Reputation: 554
Using Java I am constructing some XML. In the XML some nodes may have values which are in Korean language or some other language. After constructing, how do I make sure that my whole XML is in UTF-8 encoding? Do I need to explicitly change the string to UTF-8 by using something like:
string = new String(s.getBytes(), "UTF-8");
Or will the whole string be automatically in UTF-8?
Also if I get some XML with some UTF-8 like this <name>[B@19821f<name>
, how do I know that [B@19821f
is a UTF-8 of some Korean word?
Upvotes: 0
Views: 368
Reputation: 692151
A string contains characters. The encoding is irrelevant until you transform the string into bytes. This happens when you call String.getBytes()
, or when you write the String to a stream (file, socket, whatever).
Make sure you use an OutputStreamWriter
to write your XML string, and that you specify UTF-8 as charset when constructing this OutputStreamWriter
. If you're using a dedicated marshalling API like JAXB, set the appropriate property so that the UTF-8 encoding is used, and the generated XML contains its encoding (in the <?xml ...?>
header) . Without knowing which API you're using to generate your XML string, it's hard to be more helpful.
Upvotes: 1
Reputation: 308249
First: the code you posted to "change the string to UTF8" is wrong. You never want to use that (*).

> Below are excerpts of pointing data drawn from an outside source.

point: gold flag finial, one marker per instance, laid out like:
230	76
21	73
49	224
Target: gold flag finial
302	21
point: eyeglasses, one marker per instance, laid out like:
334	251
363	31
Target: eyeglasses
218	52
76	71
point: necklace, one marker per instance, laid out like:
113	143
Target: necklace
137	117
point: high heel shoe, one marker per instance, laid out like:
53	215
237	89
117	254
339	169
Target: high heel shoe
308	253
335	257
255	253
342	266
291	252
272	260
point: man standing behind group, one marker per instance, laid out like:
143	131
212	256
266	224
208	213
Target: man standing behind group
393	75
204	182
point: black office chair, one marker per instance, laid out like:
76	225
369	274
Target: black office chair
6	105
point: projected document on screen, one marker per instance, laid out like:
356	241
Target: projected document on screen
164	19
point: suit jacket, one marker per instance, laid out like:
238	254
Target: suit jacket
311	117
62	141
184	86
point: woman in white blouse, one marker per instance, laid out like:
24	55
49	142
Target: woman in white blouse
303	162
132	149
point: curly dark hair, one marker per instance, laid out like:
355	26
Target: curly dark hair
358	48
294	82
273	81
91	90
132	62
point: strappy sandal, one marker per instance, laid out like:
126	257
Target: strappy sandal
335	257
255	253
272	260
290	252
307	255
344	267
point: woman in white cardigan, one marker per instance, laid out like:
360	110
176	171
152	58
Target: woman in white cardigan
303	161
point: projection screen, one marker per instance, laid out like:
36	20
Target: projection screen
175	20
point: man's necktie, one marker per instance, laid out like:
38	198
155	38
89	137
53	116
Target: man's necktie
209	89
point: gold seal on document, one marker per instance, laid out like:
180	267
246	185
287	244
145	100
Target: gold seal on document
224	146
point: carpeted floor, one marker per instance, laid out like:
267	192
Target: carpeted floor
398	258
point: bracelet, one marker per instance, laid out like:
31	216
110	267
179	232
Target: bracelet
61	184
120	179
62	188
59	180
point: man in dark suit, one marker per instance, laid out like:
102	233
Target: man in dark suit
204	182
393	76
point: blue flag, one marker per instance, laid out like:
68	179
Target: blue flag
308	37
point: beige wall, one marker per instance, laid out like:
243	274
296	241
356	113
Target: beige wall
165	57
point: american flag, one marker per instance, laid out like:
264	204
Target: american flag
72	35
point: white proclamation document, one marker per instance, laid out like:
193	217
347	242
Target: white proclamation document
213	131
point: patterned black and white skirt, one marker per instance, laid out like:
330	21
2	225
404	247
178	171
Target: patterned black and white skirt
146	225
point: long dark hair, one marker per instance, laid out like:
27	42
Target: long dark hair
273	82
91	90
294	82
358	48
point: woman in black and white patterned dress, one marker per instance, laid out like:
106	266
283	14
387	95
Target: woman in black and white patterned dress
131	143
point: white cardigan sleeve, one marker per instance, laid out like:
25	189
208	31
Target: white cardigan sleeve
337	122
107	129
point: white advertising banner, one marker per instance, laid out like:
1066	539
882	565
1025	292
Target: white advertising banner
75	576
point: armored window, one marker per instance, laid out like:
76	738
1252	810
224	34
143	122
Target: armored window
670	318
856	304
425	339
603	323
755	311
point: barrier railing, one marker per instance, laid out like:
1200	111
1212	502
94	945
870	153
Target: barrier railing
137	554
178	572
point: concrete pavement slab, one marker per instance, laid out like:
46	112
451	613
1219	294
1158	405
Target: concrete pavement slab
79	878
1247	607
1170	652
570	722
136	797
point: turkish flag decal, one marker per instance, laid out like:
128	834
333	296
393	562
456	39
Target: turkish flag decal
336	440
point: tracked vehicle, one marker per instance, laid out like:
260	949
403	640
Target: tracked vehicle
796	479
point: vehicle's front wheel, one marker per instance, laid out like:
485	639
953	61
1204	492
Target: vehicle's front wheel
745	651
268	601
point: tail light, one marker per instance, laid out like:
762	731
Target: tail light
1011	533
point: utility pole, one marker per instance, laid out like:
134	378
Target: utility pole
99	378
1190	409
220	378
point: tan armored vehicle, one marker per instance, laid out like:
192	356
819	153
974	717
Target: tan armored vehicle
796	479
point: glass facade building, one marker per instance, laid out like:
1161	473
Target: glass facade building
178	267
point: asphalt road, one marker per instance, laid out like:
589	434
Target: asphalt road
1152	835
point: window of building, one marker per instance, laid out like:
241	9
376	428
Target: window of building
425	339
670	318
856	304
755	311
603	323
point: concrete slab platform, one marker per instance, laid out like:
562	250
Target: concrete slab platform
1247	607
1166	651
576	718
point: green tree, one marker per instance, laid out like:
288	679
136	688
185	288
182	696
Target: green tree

If you parse XML (and the XML is correctly encoded) then you'll already get String
values in Java that will have the correctly decoded values, so there is nothing else you need to do, just handle the String
objects as normally.
(*) there are a few cases where you have to "undo" damage already done where this might be useful, but those cases are very rare and then it will usually not work correctly either.
Upvotes: 1